“If the Emperor has loved his old servant, then he can also let her live her last days in peace,” said the young woman.

The stranger hesitated still, but suddenly his dark countenance brightened. “My friends,” said he, “whatever one may say of Tiberius, there is one thing which he has learned better than others; and that is—renunciation. I have only one thing more to say to you: If this old woman, of whom we have spoken, should come to this hut, receive her well! The Emperor’s favor rests upon any one who succors her.”
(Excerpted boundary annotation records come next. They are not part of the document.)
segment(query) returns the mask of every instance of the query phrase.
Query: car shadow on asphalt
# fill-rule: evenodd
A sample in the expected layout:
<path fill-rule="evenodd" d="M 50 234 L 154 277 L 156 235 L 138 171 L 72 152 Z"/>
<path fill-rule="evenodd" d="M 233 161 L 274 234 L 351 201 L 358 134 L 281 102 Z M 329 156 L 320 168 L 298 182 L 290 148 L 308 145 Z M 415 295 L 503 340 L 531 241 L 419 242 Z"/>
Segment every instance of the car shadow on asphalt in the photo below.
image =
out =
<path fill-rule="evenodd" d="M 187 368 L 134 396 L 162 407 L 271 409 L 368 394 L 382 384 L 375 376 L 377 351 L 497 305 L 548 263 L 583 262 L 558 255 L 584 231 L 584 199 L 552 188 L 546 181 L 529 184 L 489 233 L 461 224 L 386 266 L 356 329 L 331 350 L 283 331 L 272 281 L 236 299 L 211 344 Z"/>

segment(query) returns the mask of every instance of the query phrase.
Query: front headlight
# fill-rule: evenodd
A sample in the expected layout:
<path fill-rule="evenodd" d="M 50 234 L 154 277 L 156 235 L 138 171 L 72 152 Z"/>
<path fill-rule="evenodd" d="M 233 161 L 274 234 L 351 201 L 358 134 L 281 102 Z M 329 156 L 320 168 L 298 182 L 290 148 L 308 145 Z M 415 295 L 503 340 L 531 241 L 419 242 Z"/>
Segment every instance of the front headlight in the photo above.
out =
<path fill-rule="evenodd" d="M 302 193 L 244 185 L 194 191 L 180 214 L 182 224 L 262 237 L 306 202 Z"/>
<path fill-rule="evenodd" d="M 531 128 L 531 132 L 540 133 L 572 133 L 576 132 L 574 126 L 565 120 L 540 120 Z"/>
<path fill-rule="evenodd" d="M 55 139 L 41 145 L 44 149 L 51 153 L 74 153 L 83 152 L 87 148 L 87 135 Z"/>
He wrapped his mantle about him and departed the same way that he had come.

III

After this, the vine-dresser and his wife never again spoke to the old woman about the Emperor. Between themselves they marveled that she, at her great age, had had the strength to renounce all the wealth and power to which she had become accustomed. “I wonder if she will not soon go back to Tiberius?” they asked themselves. “It is certain that she still loves him. It is in the hope that it will awaken him to reason and enable him to repent of his low conduct, that she has left him.”

“A man as old as the Emperor will never begin a new life,” said the laborer. “How are you going to rid him of his great contempt for mankind? Who could go to him and teach him to love his fellow man? Until this happens, he can not be cured of suspicion and cruelty.”

“You know that there is one who could actually do it,” said the wife. “I often think of how it would turn out, if the two should meet. But God’s ways are not our ways.”

The old woman did not seem to miss her former life at all. After a time the young wife gave birth to a child. The old woman had the care of it; she seemed so content in consequence that one could have thought she had forgotten all her sorrows.

Once every half-year she used to wrap her long, gray mantle around her, and wander down to Rome. There she did not seek a soul, but went straight to the Forum. Here she stopped outside a little temple, which was erected on one side of the superbly decorated square.

All there was of this temple was an uncommonly large altar, which stood in a marble-paved court under the open sky. On the top of the altar, Fortuna, the goddess of happiness, was enthroned, and at its foot was a statue of Tiberius. Encircling the court were buildings for the priests, storerooms for fuel, and stalls for the beasts of sacrifice.